In April and May 2002, Allstate conducted interviews with those employees whom it determined had made the alterations. Cheatham, Gilbert, Kitch, Ladd, McCoy, Peoples, Parham, and Stegall admitted to making alterations. Anthony denied making the alterations, but could not offer an alternative explanation. Johnston admitted he had conversations with some Jackson office employees regarding the altering of electronic documents. Wells admitted that she had been shown the process for altering the date by Vines.

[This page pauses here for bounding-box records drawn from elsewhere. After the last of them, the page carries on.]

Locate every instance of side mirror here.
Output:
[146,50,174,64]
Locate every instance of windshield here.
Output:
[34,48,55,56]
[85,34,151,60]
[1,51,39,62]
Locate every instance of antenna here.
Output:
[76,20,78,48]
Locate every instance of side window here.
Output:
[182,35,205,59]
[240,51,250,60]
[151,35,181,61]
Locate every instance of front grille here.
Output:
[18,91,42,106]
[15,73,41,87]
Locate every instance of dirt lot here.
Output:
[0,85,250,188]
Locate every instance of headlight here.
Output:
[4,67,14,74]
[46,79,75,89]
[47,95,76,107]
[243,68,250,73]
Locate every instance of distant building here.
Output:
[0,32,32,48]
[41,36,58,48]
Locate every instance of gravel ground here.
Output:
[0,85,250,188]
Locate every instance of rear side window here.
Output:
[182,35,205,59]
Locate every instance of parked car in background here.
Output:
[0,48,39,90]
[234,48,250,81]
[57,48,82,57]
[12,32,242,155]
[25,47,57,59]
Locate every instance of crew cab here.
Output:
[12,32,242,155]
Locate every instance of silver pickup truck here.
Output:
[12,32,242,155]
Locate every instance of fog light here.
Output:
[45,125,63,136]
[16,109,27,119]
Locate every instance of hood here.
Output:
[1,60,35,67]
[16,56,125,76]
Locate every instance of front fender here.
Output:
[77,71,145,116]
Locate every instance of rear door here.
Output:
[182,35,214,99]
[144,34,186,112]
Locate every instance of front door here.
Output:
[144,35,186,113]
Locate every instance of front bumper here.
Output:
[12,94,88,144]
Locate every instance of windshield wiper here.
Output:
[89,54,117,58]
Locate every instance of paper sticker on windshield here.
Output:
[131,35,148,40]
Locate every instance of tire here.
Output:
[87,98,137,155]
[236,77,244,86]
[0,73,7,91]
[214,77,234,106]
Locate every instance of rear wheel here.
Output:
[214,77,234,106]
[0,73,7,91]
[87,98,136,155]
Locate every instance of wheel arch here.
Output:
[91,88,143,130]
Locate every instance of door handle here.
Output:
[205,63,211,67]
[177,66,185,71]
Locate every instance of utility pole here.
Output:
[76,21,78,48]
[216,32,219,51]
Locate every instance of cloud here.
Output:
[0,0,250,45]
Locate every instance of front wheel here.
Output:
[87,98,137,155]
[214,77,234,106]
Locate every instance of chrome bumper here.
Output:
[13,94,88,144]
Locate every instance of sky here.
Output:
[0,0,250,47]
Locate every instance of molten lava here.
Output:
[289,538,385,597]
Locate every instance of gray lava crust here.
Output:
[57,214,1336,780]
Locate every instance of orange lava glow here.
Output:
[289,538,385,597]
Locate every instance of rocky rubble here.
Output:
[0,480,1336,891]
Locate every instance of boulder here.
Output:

Allstate concluded that Wells and Johnston, in their positions as managers, had knowledge that their employees were altering the footnote date and took no action to stop it.

Allstate’s in-house counsel Judith Gaston recommended terminating Appellants for altering company documents, in violation of the Allstate Code of Ethics, the P-CCSO Code of Ethics, and the Allstate Human Resources Policy Guide. These manuals forbid employees from altering company documents, including electronic documents, and threaten immediate termination of employees found to have falsified company documents. Allstate terminated Appellants on June 13 and 14, 2002. Those employees who were at work met individually with a local human resources representative at a hotel conference room, outside of which an armed security guard was present. Each Appellant was informed that they were being terminated for a violation of company policies, and each was not permitted to return to the office to collect their personal belongings at that time.

*582 Appellants each filed charges of employment discrimination with the Equal Employment Opportunity Commission (“EEOC”), pursuant to 29 U.S.C. § 626(d). Appealing from the district court’s grant of summary judgment to Allstate, Appellants claim that (1) Allstate wrongfully terminated them based on their age, (2) they are entitled to overtime compensation benefits and damages due to Allstate’s failure to pay those benefits, and (3) they are entitled to damages for intentional infliction of emotional distress (“IIED”) as a result of the manner in which Allstate terminated them.

II. Discussion

We review the grant of a summary judgment motion de novo, and apply the same standard as the district court. Duffy v. Leading Edge Prods. Inc., 44 F.3d 308, 312 (5th Cir.1995); FED. R. CIV. P. 56. We resolve any factual inferences in favor of Appellants, the nonmovants, and ask whether Allstate, the movant, is entitled to judgment as a matter of law. See Degan v. Ford Motor Co., 869 F.2d 889, 892 (5th Cir.1989). We consider each claim in turn.

A. Age Discrimination in Employment Act

Appellants challenge Allstate’s reason for terminating them as pretext, and alternatively argue that age was a motivating factor behind their terminations. The burden shifting standard for claims of ADEA violations in the Fifth Circuit is well-settled. See, e.g., Meinecke v. H&R Block of Houston, 66 F.3d 77, 83 (5th Cir.1995). First, Appellants must state a prima facie case of age discrimination. Id. If they succeed, the burden shifts to Allstate to provide a legitimate, nondiscriminatory reason for terminating Appellants. Id.